Mary Brough(1863-1934)
- Actress
Mary Brough was born Mary Bessie Brough in
London in 1863 from a long theatrical family, eldest daughter of
well-known stage actor Lionel Brough. Mary made her first professional
stage appearance in 1881, her roles varied from the classics to light
comedies and popular melodramas at the Drury Lane Theatre, which
include 'Henry IV', 'David Copperfield', 'Oliver Twist', 'The Brass
Bottle', 'Mr.
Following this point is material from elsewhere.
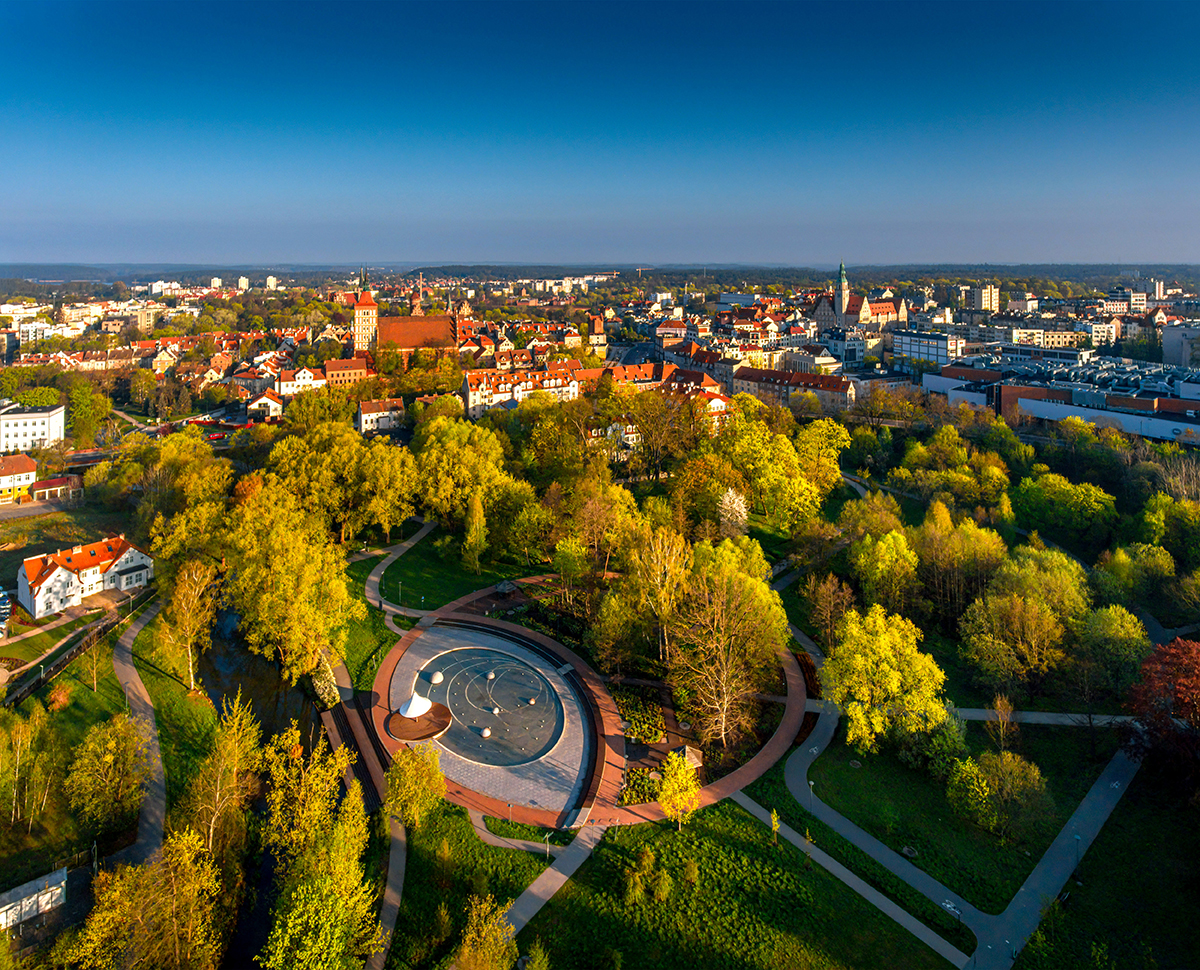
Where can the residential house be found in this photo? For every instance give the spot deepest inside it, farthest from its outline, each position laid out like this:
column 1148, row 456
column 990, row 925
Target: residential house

Wu', 'Lord and Lady Algy', and many more, Mary became
better known at the age of 60 when she appeared in many farces at the
Aldwych Theatre for actor/manager Tom Walls from 1922 such as 'Tons of
Money' alongside Ralph Lynn and Robertson Hare, she made a great
success in the part and became a key member of the team that ran nearly
continuously from 1922 to 1934. Brough appeared in more than 66 movies,
where she was best known for her comic characters often seen as
fearsome cockney women and sometimes aristocratic occasionally
sympathetic and sometimes monstrous, making her film debut in Sidney
Morgan's 'The Brass Bottle' in 1914, her most notable film roles as
Mrs. Cratchit in 'A Christmas Carol' with Charles Rock for the London
Film Co in 1914, as Mrs. Lee in George Pearson's 'Squibs' with Betty
Balfour in 1921, as Mrs. Mullet in 'Ton of Money' with Leslie Henson in
1926 and as Mrs. Spoker in 'A Cuckoo in the Nest' with Ralph Lynn in
1933. In 1934 Mary played in a new farce, 'Indoor Fireworks' at the
Aldwych when she was taken ill in her dressing room, she was nursed at
her home in Southwell, South London, where she died at the age of 71.